Im Jahr 1926 verfügen die Donaubauer Lichtspiele inzwischen über fünf Filmtheater in und außerhalb von München. Geleitet werden sie von der verwitweten Zenzi, ihrem Sohn Karl und ihren Schwiegerkindern Elsa und Heinrich. Unvorhergesehen verlässt Karl aufgrund einer Liaison mit einer dunkelhäutigen Schönen seine Frau Elsa und seine beiden Töchter und lässt sich in den USA nieder. Doch Zenzi, Elsa und Heinrich führen die Lichtspielhäuser durch Höhen und Tiefen, die unter anderem bedingt sind durch die Einführung des Tonfilms und die sich ändernde politische Lage.

Die Trennung von Karl, kurz bevor sie 34 Jahre alt wird, kommt für Elsa sehr überraschend. Für ihn hat sie ihren Beruf aufgegeben und an seiner Seite in der Münchner Geschäftswelt Anerkennung erlangt. Kurz hat sie davon geträumt, eine kleine Rolle in einem Film zu spielen, doch jetzt setzt sie nicht nur ihren Verstand sondern auch ihr Herz dazu ein, die Donaubauer Lichtspiele in die Zukunft zu führen. Der Konkurrenzdruck zwingt sie, ständig auf dem neuesten Stand rund ums Kino zu bleiben. Dazu nutzt sie Informationen von persönlichen Kontakten und durch Zeitungen. Intern ist es nicht immer einfach zu dritt die Filmtheater zu führen, weil unterschiedliche Meinungen zu einer Entscheidung zusammengeführt werden müssen.

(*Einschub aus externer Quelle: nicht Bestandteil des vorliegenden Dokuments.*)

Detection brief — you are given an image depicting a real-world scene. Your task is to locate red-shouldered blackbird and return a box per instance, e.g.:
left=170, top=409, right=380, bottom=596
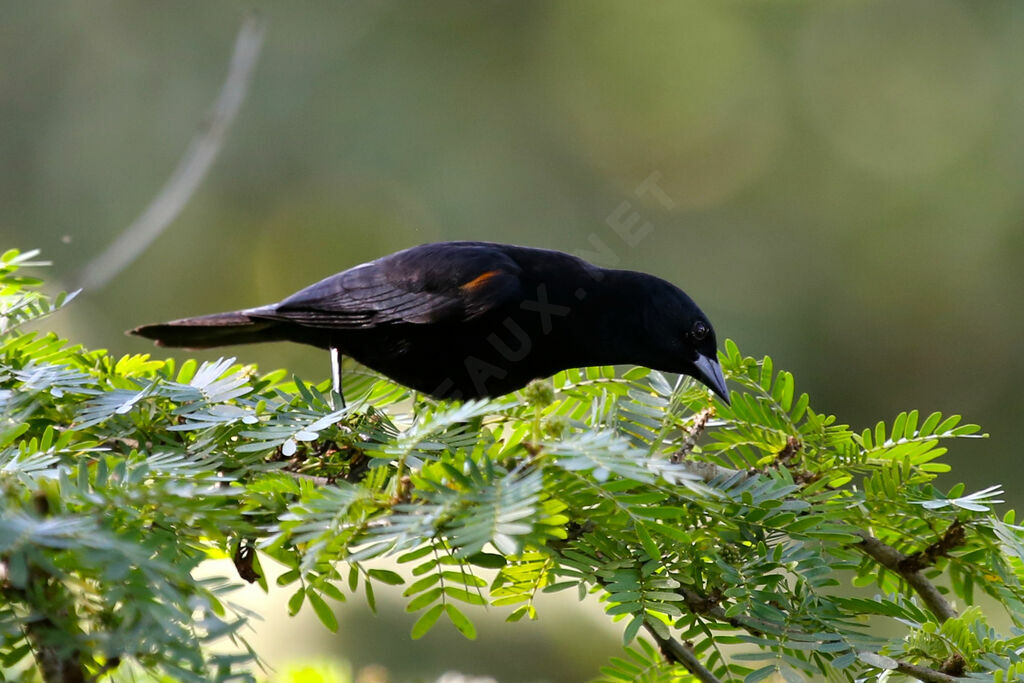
left=130, top=241, right=729, bottom=403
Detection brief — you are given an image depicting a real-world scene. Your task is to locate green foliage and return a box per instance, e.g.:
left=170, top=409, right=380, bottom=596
left=2, top=249, right=1022, bottom=682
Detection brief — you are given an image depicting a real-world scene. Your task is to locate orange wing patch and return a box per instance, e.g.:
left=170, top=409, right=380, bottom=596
left=461, top=270, right=501, bottom=291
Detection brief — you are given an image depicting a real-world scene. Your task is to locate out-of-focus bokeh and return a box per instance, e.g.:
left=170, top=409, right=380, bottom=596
left=4, top=1, right=1023, bottom=680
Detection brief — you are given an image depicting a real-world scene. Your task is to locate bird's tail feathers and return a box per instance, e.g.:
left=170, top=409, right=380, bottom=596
left=130, top=310, right=287, bottom=349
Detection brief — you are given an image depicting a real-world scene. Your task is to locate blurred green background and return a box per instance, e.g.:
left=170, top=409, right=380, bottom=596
left=3, top=1, right=1023, bottom=680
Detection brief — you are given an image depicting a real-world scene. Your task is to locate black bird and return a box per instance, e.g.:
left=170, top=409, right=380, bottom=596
left=131, top=241, right=729, bottom=403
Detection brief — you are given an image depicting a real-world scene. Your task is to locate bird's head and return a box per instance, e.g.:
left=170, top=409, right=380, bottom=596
left=628, top=274, right=730, bottom=405
left=677, top=312, right=729, bottom=405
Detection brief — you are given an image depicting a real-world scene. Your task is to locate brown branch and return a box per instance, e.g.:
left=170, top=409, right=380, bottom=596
left=670, top=407, right=715, bottom=463
left=673, top=581, right=963, bottom=682
left=899, top=521, right=966, bottom=573
left=25, top=617, right=85, bottom=683
left=851, top=529, right=957, bottom=622
left=895, top=660, right=962, bottom=682
left=643, top=623, right=722, bottom=683
left=677, top=585, right=768, bottom=636
left=862, top=651, right=965, bottom=681
left=9, top=497, right=87, bottom=682
left=940, top=653, right=966, bottom=677
left=673, top=458, right=961, bottom=623
left=7, top=511, right=87, bottom=681
left=647, top=622, right=962, bottom=683
left=673, top=459, right=729, bottom=482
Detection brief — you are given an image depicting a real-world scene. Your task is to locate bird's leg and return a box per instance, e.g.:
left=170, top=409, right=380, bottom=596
left=330, top=346, right=346, bottom=409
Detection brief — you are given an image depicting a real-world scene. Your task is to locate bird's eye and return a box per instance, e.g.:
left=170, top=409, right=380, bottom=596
left=691, top=320, right=709, bottom=341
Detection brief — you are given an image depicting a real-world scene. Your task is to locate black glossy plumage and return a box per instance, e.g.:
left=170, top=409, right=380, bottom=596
left=130, top=241, right=729, bottom=402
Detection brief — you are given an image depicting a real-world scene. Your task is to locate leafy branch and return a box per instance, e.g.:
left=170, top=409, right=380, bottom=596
left=2, top=251, right=1022, bottom=682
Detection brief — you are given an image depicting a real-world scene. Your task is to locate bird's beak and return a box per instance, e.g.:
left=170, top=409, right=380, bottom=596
left=692, top=353, right=730, bottom=405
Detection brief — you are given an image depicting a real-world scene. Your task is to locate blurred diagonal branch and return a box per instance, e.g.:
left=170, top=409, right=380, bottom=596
left=73, top=13, right=266, bottom=293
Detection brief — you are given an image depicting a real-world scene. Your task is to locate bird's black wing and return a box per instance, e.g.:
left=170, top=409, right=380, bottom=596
left=258, top=242, right=525, bottom=329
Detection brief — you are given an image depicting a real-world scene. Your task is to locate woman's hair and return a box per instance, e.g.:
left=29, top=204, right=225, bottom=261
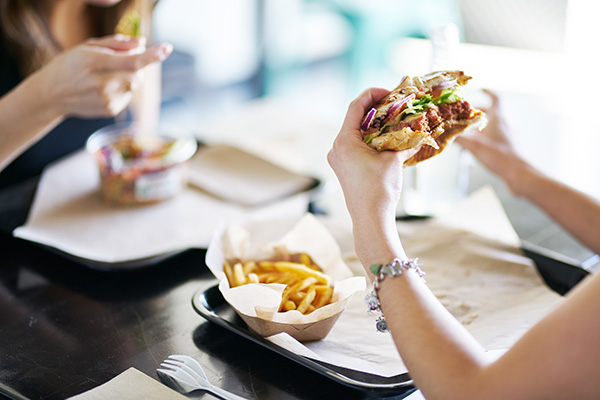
left=0, top=0, right=136, bottom=76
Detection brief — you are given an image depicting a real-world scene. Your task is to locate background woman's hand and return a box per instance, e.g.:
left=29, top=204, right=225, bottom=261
left=36, top=34, right=172, bottom=118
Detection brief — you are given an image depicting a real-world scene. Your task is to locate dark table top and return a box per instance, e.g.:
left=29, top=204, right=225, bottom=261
left=0, top=232, right=418, bottom=400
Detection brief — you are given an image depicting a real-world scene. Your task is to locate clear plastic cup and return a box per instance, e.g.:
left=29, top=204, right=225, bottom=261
left=86, top=122, right=198, bottom=206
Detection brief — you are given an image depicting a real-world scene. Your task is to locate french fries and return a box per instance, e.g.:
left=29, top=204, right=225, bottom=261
left=223, top=253, right=334, bottom=315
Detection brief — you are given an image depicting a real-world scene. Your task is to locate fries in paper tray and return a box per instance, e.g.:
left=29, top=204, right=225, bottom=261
left=205, top=213, right=366, bottom=342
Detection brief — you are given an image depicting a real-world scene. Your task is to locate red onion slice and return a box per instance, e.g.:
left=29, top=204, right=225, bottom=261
left=361, top=108, right=377, bottom=131
left=432, top=79, right=457, bottom=92
left=387, top=93, right=416, bottom=116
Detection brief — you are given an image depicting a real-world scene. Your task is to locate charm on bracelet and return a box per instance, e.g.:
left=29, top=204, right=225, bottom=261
left=364, top=291, right=381, bottom=313
left=375, top=316, right=389, bottom=333
left=364, top=258, right=425, bottom=333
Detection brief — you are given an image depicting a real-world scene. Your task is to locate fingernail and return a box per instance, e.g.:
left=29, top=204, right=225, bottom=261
left=158, top=43, right=173, bottom=59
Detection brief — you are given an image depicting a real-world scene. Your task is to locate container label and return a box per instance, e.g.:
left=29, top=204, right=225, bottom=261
left=135, top=167, right=183, bottom=201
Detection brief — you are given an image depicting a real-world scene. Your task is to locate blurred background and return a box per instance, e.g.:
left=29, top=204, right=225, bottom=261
left=151, top=0, right=599, bottom=203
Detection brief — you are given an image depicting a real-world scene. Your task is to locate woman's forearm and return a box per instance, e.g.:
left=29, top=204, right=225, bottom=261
left=0, top=70, right=64, bottom=171
left=509, top=164, right=600, bottom=254
left=351, top=204, right=406, bottom=267
left=377, top=269, right=490, bottom=399
left=351, top=206, right=491, bottom=399
left=461, top=127, right=600, bottom=254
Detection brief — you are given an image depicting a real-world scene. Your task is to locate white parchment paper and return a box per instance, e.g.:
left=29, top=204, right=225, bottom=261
left=13, top=150, right=312, bottom=264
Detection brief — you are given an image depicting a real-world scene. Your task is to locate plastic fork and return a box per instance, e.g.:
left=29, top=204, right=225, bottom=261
left=157, top=355, right=247, bottom=400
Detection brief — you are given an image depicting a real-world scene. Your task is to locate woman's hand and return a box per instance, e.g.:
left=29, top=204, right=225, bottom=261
left=0, top=34, right=173, bottom=170
left=35, top=34, right=172, bottom=119
left=455, top=89, right=532, bottom=194
left=328, top=88, right=418, bottom=266
left=328, top=88, right=418, bottom=217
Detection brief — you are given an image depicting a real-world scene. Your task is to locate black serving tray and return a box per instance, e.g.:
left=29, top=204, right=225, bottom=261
left=521, top=240, right=590, bottom=295
left=191, top=239, right=592, bottom=398
left=192, top=284, right=416, bottom=398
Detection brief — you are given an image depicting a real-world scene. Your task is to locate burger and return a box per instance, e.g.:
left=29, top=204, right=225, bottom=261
left=361, top=70, right=487, bottom=165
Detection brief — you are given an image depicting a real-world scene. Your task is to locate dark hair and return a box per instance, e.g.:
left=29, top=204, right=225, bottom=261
left=0, top=0, right=136, bottom=76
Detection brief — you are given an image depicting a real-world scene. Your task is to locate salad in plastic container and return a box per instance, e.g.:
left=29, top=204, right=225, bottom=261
left=86, top=122, right=198, bottom=206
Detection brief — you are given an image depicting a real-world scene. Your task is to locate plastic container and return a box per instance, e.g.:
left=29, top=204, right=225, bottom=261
left=86, top=122, right=198, bottom=206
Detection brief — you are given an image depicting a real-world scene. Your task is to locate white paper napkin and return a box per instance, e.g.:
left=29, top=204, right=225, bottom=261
left=67, top=368, right=187, bottom=400
left=187, top=144, right=316, bottom=206
left=13, top=149, right=312, bottom=265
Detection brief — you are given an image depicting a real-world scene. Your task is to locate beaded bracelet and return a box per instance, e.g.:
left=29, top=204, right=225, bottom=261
left=364, top=258, right=426, bottom=333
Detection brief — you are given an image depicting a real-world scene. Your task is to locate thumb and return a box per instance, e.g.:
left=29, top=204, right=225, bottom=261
left=342, top=87, right=389, bottom=133
left=95, top=43, right=173, bottom=72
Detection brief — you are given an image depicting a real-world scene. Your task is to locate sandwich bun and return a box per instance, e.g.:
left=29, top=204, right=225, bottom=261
left=362, top=71, right=487, bottom=165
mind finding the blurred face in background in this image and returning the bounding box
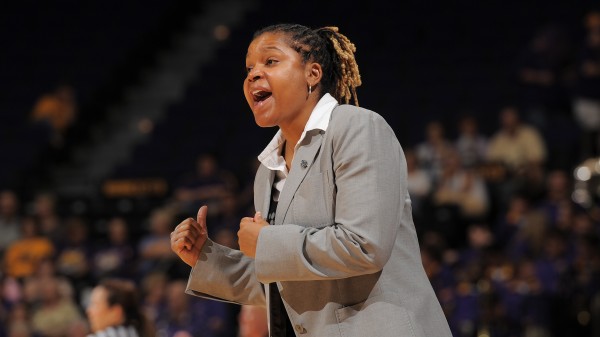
[34,193,56,217]
[108,217,129,244]
[86,286,123,332]
[0,190,18,218]
[459,116,477,136]
[239,305,268,337]
[585,12,600,46]
[426,121,444,143]
[500,107,520,132]
[149,210,173,236]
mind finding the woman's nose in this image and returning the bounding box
[247,68,263,82]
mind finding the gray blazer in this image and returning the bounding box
[186,104,452,337]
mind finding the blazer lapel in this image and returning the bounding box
[275,131,324,225]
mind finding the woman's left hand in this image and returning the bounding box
[238,212,269,258]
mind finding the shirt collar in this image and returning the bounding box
[258,93,338,171]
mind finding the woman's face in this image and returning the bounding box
[86,286,122,332]
[244,32,313,129]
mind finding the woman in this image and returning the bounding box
[86,279,150,337]
[170,24,452,337]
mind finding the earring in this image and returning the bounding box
[309,85,312,95]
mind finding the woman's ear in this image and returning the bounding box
[306,62,323,88]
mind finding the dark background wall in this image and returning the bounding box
[1,0,596,201]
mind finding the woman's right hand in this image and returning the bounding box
[170,205,208,267]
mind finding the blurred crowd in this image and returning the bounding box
[1,9,600,337]
[411,108,600,337]
[409,11,600,337]
[0,152,262,337]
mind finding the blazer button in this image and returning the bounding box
[294,324,307,334]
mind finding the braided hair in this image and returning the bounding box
[253,24,362,106]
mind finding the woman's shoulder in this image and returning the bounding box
[332,103,379,117]
[330,104,389,130]
[327,104,399,149]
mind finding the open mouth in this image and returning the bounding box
[252,90,272,103]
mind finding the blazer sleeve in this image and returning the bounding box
[255,108,407,282]
[185,239,266,306]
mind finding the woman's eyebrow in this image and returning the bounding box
[246,46,285,60]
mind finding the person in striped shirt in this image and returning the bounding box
[86,279,152,337]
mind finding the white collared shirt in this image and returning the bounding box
[257,93,338,201]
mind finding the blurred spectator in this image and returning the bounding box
[213,227,238,251]
[516,23,580,171]
[55,216,93,299]
[506,210,549,261]
[238,305,268,337]
[140,272,168,324]
[92,217,137,281]
[434,149,489,219]
[432,149,489,247]
[172,153,237,217]
[2,276,23,308]
[86,278,153,337]
[405,148,432,222]
[535,228,570,295]
[516,158,547,204]
[459,224,494,267]
[30,276,85,337]
[538,170,577,227]
[567,233,600,335]
[480,249,517,335]
[23,258,75,307]
[210,193,241,252]
[494,194,531,252]
[155,280,233,337]
[1,277,21,337]
[498,259,551,337]
[3,216,54,280]
[516,24,572,128]
[6,302,32,337]
[571,211,598,238]
[30,84,77,148]
[31,192,63,245]
[487,106,547,173]
[416,120,454,183]
[454,115,488,168]
[0,190,21,253]
[573,11,600,158]
[448,265,482,337]
[137,208,178,277]
[211,193,242,237]
[449,225,493,337]
[420,246,455,314]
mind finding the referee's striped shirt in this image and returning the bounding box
[86,325,139,337]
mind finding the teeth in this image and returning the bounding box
[252,91,272,103]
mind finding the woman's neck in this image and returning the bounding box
[279,93,321,169]
[278,119,307,171]
[281,139,296,171]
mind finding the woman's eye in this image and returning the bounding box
[245,66,252,74]
[266,59,277,66]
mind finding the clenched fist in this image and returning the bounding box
[238,212,269,258]
[170,206,208,267]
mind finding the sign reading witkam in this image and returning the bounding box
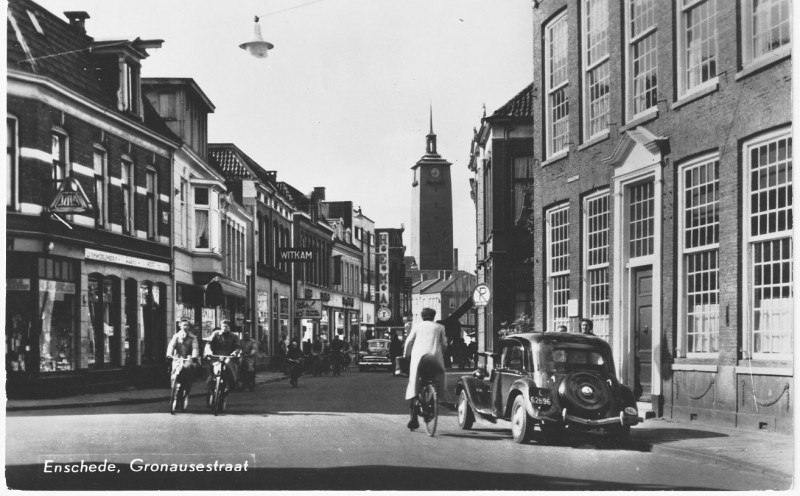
[278,248,315,263]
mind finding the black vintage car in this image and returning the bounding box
[455,332,641,444]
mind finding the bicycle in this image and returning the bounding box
[168,356,195,415]
[414,377,439,436]
[205,354,237,416]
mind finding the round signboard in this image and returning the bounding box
[471,283,491,308]
[377,307,392,322]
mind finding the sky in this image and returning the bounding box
[34,0,534,272]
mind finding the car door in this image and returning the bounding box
[491,339,526,418]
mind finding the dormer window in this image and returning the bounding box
[119,59,141,116]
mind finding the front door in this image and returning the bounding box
[633,268,652,400]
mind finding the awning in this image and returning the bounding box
[442,296,474,340]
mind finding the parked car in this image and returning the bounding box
[455,332,642,444]
[358,339,392,372]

Auf gewohnt detailreiche Art führt Heidi Rehn durch das historische Geschehen. Ihrem Anspruch zu erzählen, wie es damals gewesen sein könnte, wird sie gerecht. Dank ihrer sehr guten Recherche wirken die beschriebenen Umstände auf dem Gebiet der Entwicklung der Filmtheater authentisch, die Lichtspiele entwickelten sich zum Publikumsliebling. In die Handlung lässt sie zahlreich Filme der entsprechenden Zeit einfließen. Ihre Charaktere haben Ecken und Kanten. Sie äußern ihre Ansichten und Handeln indem sie sich an ihren Interessen orientieren und dabei ihren eigenen Vorteil oder den ihrer Liebsten im Blick haben, zunehmend aber auch nach Kompromissen suchend mit den neuen Erlassen der politischen Führung. Natürlich ist der finanzielle Aspekt des Geschäftsbetriebs nie zu vernachlässigen. Bei Elsa und Zenzi bleibt jedoch auch immer der Wunsch bestehen, die Menschen bestens zu unterhalten und ihnen so eine Möglichkeit zu geben, dem Alltag zu entfliehen.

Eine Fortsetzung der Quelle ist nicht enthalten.